# Noisy neighbours at Arabian Ranches



## xxxxxxxxxxxxxxxxxStewartC (Mar 3, 2012)

Has anyone had trouble with persistently noisy neighbours at Arabian Ranches AND have had the issues resolved by the management company? They seem very hot on some community rules so do they actually take effective action against noisy people? They talk of violation penalties but do not explain what these are. Just wondering whether it's worth getting involved with complaints or just move out next year.


----------



## BedouGirl (Sep 15, 2011)

StewartC said:


> Has anyone had trouble with persistently noisy neighbours at Arabian Ranches AND have had the issues resolved by the management company? They seem very hot on some community rules so do they actually take effective action against noisy people? They talk of violation penalties but do not explain what these are. Just wondering whether it's worth getting involved with complaints or just move out next year.

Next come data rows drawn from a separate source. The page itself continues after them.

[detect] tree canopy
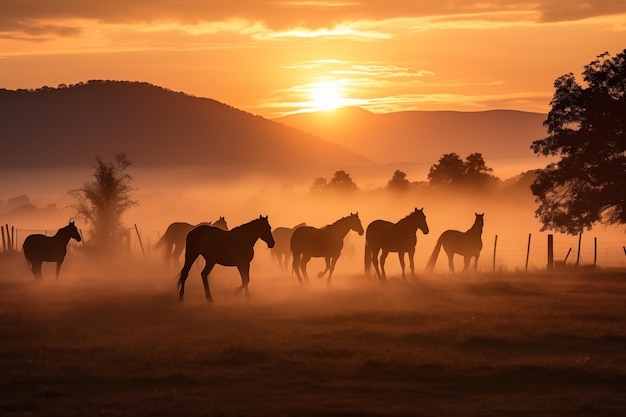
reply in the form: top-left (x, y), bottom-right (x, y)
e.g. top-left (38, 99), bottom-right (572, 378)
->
top-left (530, 50), bottom-right (626, 234)
top-left (386, 170), bottom-right (411, 193)
top-left (427, 152), bottom-right (498, 189)
top-left (311, 170), bottom-right (358, 193)
top-left (69, 153), bottom-right (137, 251)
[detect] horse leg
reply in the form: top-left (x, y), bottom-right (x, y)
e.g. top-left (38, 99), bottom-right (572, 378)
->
top-left (55, 260), bottom-right (63, 280)
top-left (462, 256), bottom-right (471, 273)
top-left (326, 256), bottom-right (339, 285)
top-left (31, 261), bottom-right (43, 280)
top-left (397, 251), bottom-right (406, 281)
top-left (283, 251), bottom-right (291, 273)
top-left (371, 248), bottom-right (383, 281)
top-left (178, 251), bottom-right (199, 302)
top-left (408, 248), bottom-right (416, 280)
top-left (300, 255), bottom-right (312, 282)
top-left (380, 251), bottom-right (389, 281)
top-left (473, 254), bottom-right (480, 273)
top-left (445, 249), bottom-right (455, 273)
top-left (173, 244), bottom-right (186, 268)
top-left (235, 263), bottom-right (251, 299)
top-left (317, 257), bottom-right (331, 279)
top-left (200, 261), bottom-right (215, 303)
top-left (292, 253), bottom-right (304, 283)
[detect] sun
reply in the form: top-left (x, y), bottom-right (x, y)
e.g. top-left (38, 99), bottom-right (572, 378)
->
top-left (307, 80), bottom-right (347, 112)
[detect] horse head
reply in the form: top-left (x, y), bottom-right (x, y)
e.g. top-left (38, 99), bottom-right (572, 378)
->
top-left (474, 213), bottom-right (485, 231)
top-left (66, 221), bottom-right (82, 242)
top-left (349, 212), bottom-right (365, 236)
top-left (413, 207), bottom-right (429, 235)
top-left (213, 216), bottom-right (229, 231)
top-left (258, 215), bottom-right (275, 248)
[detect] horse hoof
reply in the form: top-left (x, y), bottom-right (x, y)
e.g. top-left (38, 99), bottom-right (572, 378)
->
top-left (234, 286), bottom-right (243, 295)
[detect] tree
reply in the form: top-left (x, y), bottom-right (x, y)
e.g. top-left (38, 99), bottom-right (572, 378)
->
top-left (310, 177), bottom-right (328, 193)
top-left (386, 169), bottom-right (410, 193)
top-left (69, 153), bottom-right (137, 251)
top-left (311, 170), bottom-right (358, 193)
top-left (530, 50), bottom-right (626, 234)
top-left (427, 152), bottom-right (497, 188)
top-left (328, 170), bottom-right (358, 192)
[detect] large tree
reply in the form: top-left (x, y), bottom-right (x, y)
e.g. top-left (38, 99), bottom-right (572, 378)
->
top-left (530, 50), bottom-right (626, 234)
top-left (427, 152), bottom-right (497, 189)
top-left (69, 153), bottom-right (137, 251)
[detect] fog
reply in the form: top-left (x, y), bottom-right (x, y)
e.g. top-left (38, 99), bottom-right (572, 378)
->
top-left (2, 165), bottom-right (623, 289)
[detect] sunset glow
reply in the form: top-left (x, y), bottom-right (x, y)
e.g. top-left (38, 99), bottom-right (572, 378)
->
top-left (1, 1), bottom-right (625, 117)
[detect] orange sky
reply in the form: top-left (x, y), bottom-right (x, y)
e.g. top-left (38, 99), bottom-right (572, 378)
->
top-left (1, 1), bottom-right (625, 118)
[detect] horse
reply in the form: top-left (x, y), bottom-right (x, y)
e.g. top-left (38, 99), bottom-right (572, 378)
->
top-left (177, 215), bottom-right (275, 303)
top-left (155, 217), bottom-right (228, 266)
top-left (425, 213), bottom-right (484, 274)
top-left (271, 223), bottom-right (306, 272)
top-left (22, 221), bottom-right (82, 280)
top-left (290, 213), bottom-right (364, 284)
top-left (365, 207), bottom-right (429, 282)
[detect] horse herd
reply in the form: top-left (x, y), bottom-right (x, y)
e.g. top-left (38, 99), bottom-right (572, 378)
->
top-left (20, 210), bottom-right (484, 303)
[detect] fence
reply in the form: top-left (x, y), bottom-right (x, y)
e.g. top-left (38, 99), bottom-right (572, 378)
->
top-left (2, 223), bottom-right (625, 271)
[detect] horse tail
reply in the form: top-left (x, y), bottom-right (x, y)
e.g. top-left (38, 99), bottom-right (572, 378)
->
top-left (425, 234), bottom-right (444, 274)
top-left (364, 241), bottom-right (372, 276)
top-left (154, 233), bottom-right (167, 248)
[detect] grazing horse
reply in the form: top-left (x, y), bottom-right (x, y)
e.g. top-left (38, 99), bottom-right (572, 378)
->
top-left (425, 213), bottom-right (484, 274)
top-left (155, 217), bottom-right (228, 266)
top-left (365, 208), bottom-right (429, 281)
top-left (290, 213), bottom-right (364, 284)
top-left (22, 221), bottom-right (82, 279)
top-left (177, 216), bottom-right (275, 303)
top-left (271, 223), bottom-right (306, 272)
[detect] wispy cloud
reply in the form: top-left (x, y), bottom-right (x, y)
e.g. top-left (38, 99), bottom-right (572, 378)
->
top-left (2, 1), bottom-right (625, 42)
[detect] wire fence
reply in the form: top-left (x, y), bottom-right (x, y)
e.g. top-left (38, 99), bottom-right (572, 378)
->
top-left (3, 223), bottom-right (625, 271)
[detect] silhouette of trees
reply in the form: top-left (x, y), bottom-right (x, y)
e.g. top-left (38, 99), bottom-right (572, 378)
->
top-left (386, 169), bottom-right (410, 193)
top-left (427, 152), bottom-right (498, 189)
top-left (531, 50), bottom-right (626, 233)
top-left (69, 153), bottom-right (137, 251)
top-left (310, 170), bottom-right (358, 193)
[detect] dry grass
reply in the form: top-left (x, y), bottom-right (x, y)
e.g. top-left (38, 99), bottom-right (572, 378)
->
top-left (1, 252), bottom-right (625, 416)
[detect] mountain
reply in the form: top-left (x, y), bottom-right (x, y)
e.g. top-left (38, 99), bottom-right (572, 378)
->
top-left (0, 81), bottom-right (369, 171)
top-left (276, 107), bottom-right (548, 165)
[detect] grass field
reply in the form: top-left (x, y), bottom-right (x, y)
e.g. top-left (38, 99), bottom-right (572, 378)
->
top-left (1, 251), bottom-right (625, 416)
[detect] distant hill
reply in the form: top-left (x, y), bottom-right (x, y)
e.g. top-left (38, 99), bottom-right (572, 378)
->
top-left (0, 81), bottom-right (369, 171)
top-left (276, 107), bottom-right (548, 165)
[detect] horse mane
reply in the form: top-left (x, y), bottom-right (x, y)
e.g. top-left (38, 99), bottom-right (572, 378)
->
top-left (231, 216), bottom-right (267, 232)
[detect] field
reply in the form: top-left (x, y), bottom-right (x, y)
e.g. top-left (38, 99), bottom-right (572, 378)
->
top-left (1, 251), bottom-right (625, 417)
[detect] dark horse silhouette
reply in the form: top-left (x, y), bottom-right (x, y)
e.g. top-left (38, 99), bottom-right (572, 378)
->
top-left (177, 216), bottom-right (275, 303)
top-left (271, 223), bottom-right (306, 272)
top-left (22, 221), bottom-right (82, 279)
top-left (425, 213), bottom-right (484, 274)
top-left (365, 207), bottom-right (429, 281)
top-left (155, 217), bottom-right (228, 266)
top-left (290, 213), bottom-right (364, 284)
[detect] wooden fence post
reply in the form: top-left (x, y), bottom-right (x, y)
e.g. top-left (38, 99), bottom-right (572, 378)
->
top-left (547, 234), bottom-right (554, 270)
top-left (576, 232), bottom-right (582, 266)
top-left (525, 234), bottom-right (531, 272)
top-left (492, 235), bottom-right (498, 273)
top-left (134, 224), bottom-right (145, 257)
top-left (5, 224), bottom-right (11, 251)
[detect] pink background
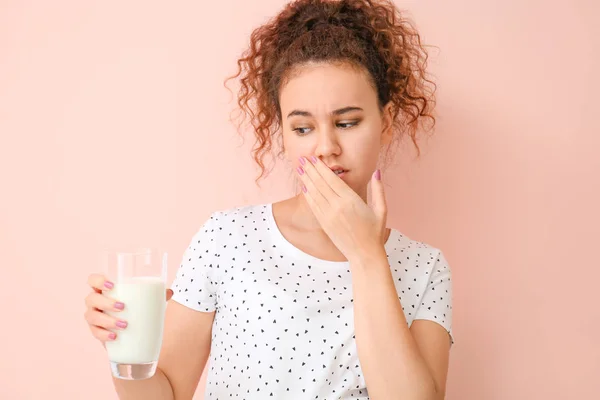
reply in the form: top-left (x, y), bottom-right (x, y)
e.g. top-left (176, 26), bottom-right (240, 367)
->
top-left (1, 1), bottom-right (599, 399)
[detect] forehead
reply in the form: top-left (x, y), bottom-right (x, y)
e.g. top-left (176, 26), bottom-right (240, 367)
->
top-left (279, 62), bottom-right (379, 113)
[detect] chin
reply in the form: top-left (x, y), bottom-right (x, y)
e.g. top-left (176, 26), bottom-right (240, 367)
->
top-left (345, 176), bottom-right (369, 195)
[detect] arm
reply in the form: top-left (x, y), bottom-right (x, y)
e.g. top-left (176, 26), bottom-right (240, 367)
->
top-left (292, 158), bottom-right (452, 398)
top-left (113, 301), bottom-right (215, 400)
top-left (350, 249), bottom-right (451, 400)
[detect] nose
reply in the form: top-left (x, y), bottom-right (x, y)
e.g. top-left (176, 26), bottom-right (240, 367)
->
top-left (313, 126), bottom-right (341, 159)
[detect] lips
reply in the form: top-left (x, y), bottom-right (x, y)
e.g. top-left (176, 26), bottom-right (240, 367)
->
top-left (328, 165), bottom-right (348, 176)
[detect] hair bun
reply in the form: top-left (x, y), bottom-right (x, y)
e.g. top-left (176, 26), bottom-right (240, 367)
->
top-left (227, 0), bottom-right (436, 182)
top-left (306, 18), bottom-right (331, 30)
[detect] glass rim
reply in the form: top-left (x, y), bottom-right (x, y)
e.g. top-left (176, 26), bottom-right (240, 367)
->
top-left (100, 247), bottom-right (168, 282)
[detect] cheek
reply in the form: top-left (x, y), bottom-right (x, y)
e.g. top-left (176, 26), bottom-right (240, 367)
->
top-left (349, 127), bottom-right (382, 160)
top-left (283, 135), bottom-right (311, 166)
top-left (355, 142), bottom-right (380, 171)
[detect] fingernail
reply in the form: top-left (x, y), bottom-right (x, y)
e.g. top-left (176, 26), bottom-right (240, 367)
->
top-left (302, 185), bottom-right (307, 193)
top-left (108, 332), bottom-right (117, 340)
top-left (116, 320), bottom-right (128, 329)
top-left (104, 281), bottom-right (114, 289)
top-left (311, 156), bottom-right (318, 164)
top-left (298, 157), bottom-right (306, 166)
top-left (297, 166), bottom-right (304, 175)
top-left (114, 302), bottom-right (125, 310)
top-left (374, 169), bottom-right (381, 181)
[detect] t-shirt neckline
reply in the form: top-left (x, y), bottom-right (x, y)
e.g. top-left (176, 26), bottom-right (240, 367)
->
top-left (265, 202), bottom-right (398, 268)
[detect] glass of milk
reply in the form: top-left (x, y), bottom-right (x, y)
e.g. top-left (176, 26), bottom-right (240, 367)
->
top-left (102, 248), bottom-right (168, 380)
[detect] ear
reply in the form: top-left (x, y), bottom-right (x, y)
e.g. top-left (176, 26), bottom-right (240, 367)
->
top-left (380, 102), bottom-right (394, 145)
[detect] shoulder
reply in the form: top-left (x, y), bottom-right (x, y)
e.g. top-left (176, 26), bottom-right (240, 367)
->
top-left (193, 203), bottom-right (271, 241)
top-left (205, 203), bottom-right (270, 228)
top-left (386, 228), bottom-right (451, 275)
top-left (386, 228), bottom-right (444, 258)
top-left (182, 203), bottom-right (270, 268)
top-left (210, 203), bottom-right (270, 221)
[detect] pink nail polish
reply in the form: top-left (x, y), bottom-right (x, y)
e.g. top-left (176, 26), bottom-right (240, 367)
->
top-left (311, 156), bottom-right (318, 164)
top-left (374, 169), bottom-right (381, 181)
top-left (299, 157), bottom-right (306, 166)
top-left (104, 281), bottom-right (114, 289)
top-left (302, 185), bottom-right (307, 193)
top-left (108, 332), bottom-right (117, 340)
top-left (116, 320), bottom-right (128, 329)
top-left (114, 302), bottom-right (125, 310)
top-left (297, 166), bottom-right (304, 175)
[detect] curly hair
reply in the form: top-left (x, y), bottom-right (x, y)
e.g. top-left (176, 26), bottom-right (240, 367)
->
top-left (225, 0), bottom-right (436, 182)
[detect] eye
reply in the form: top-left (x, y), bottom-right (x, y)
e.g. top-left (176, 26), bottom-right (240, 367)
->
top-left (293, 127), bottom-right (312, 136)
top-left (337, 121), bottom-right (359, 129)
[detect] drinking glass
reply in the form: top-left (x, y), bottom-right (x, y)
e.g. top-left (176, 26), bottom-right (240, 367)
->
top-left (102, 248), bottom-right (168, 380)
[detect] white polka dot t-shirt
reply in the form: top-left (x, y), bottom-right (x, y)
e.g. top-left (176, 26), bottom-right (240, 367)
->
top-left (171, 203), bottom-right (453, 400)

We rented a villa there for one of our senior staff members and they were always receiving complaints. Whether or not they were justified is another matter. The management complained to his landlord but the tenant and landlord had issues so it could have been that the landlord was using it to be difficult with the individual. It's obviously a sensitive issue there. Our employee moved out from choice, wanting to live in another area, so it obviously wasn't instrumental in vacating the property.


----------



## neilrock (May 7, 2011)

Personally, I'd find out where the noise was coming from and give them an ultimatum...

Turn it off or, you'll call the police.

Nobody wants to get the police involved and, I have found that as soon as you start mentioning police etc, things calm down immediately.


----------